Five London firefighters have flown to Nepal to help the rescue effort in the quake-hit country.
London Fire Brigade officers who are specially trained for urban search and rescue missions will join the hunt for survivors following Saturday’s devastating earthquake, which has killed more than 4,000 people.
They formed part of a 67-strong team deployed to Kathmandu by the Department for International Development.
The unit was carrying 14.5 tonnes of high-tech equipment including specialist cameras and acoustic and seismic listening equipment, which can detect people buried under huge mounds of rubble.
The search and rescue team, made up of members from fire services across the UK, also has four specially trained dogs to help find survivors.
Dave Brown, LFB’s director of operations, said: “I am proud that London Fire Brigade’s urban search and rescue capabilities are internationally recognised and that we can be part of a larger team making a big difference in such dreadful circumstances.”

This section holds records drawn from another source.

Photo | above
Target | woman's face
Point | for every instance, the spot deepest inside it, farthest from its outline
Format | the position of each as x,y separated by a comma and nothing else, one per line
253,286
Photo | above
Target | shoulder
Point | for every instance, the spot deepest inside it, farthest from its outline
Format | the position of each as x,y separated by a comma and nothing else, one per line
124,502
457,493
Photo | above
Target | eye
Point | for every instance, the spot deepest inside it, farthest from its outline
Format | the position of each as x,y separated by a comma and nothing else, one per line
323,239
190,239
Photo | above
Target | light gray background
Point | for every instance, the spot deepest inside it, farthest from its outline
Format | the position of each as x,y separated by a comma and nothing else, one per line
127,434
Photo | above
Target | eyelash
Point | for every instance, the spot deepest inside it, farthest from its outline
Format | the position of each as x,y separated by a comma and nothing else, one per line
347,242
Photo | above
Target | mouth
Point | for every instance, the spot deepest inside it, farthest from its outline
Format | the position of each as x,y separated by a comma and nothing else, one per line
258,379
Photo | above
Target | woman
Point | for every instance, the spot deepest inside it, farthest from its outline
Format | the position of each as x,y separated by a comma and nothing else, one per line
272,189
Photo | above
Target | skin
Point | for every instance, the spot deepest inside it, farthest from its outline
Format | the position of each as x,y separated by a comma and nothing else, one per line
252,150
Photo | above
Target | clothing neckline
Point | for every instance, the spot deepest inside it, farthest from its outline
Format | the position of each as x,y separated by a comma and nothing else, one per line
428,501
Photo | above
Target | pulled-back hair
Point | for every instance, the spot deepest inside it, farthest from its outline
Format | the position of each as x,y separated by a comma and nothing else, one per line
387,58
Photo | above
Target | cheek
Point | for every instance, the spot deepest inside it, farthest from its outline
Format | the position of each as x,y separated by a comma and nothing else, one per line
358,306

Communication problems in the worst-affected areas mean families and friends around the world are still anxiously waiting for news of their loved one, with dozens of British and Irish people among those missing.
An RAF plane packed with supplies has also been dispatched to the crisis zone.
The 7.8-magnitude quake struck just before midday on Saturday, sending tremors through the Kathmandu Valley and the nearby city of Pokhara, and triggering an avalanche on Mount Everest which killed at least 17 people.
Aid workers on the ground have reported “huge logistical difficulties” as road closures and communication problems have thwarted some efforts.